Everything you need to know about recursive language models

In this article, you will learn what recursive language models are, why they are important for long-input reasoning, and how they differ from standard prompting, retrieval, and long-context agent systems.

Topics we will cover include:

• Why a long context is not enough to resolve reasoning on very large inputs
• How recursive language models use an external runtime and recursive subcalls to process information
• The main trade-offs, limitations and practical use cases of this approach

Let’s get straight to the point.

Introduction

If you’re here, you’ve probably heard about recent work on recursive language models. The idea was trending on LinkedIn and X, and that led me to study the topic further and share what I learned with you. I think we can all agree that large language models (LLMs) have improved rapidly in recent years, particularly in their ability to handle large inputs.
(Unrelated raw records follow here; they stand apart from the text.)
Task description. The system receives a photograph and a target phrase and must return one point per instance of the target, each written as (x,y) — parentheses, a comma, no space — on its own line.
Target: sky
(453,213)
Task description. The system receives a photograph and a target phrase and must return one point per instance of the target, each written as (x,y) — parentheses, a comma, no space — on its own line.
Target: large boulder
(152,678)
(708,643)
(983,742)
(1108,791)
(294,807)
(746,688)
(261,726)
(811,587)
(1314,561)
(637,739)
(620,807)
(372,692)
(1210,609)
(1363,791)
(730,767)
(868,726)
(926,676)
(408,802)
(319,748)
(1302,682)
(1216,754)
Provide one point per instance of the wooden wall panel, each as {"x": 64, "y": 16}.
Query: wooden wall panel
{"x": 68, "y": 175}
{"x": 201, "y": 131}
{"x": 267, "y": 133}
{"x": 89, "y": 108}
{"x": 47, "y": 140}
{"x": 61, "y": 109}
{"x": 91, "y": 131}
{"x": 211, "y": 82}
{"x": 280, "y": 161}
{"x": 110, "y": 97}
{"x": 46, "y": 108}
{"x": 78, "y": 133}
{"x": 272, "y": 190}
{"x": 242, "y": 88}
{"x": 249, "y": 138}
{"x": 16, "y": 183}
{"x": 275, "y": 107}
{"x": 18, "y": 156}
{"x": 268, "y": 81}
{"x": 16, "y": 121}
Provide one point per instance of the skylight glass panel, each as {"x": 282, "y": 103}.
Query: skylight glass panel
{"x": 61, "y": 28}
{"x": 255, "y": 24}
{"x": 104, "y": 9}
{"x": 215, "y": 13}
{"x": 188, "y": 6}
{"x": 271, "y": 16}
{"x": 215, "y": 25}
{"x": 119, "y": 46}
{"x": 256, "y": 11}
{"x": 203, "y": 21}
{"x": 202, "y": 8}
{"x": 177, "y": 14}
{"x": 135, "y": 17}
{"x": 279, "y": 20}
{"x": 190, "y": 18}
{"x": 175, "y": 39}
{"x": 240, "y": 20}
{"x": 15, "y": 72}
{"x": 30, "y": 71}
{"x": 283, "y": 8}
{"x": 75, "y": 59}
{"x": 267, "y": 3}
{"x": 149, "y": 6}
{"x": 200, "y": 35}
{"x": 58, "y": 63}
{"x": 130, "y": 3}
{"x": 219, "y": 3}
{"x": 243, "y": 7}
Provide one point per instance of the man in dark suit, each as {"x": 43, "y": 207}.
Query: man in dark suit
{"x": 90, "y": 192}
These advances have led many people to assume that long context is largely a solved problem, but this is not the case. If you’ve tried giving models very long inputs close to or equal to their popup, you may have noticed that they become less reliable. They often miss details in the information provided, contradict previous statements, or produce superficial answers instead of reasoning carefully. This question is often called “contextual rot” which is quite an interesting name.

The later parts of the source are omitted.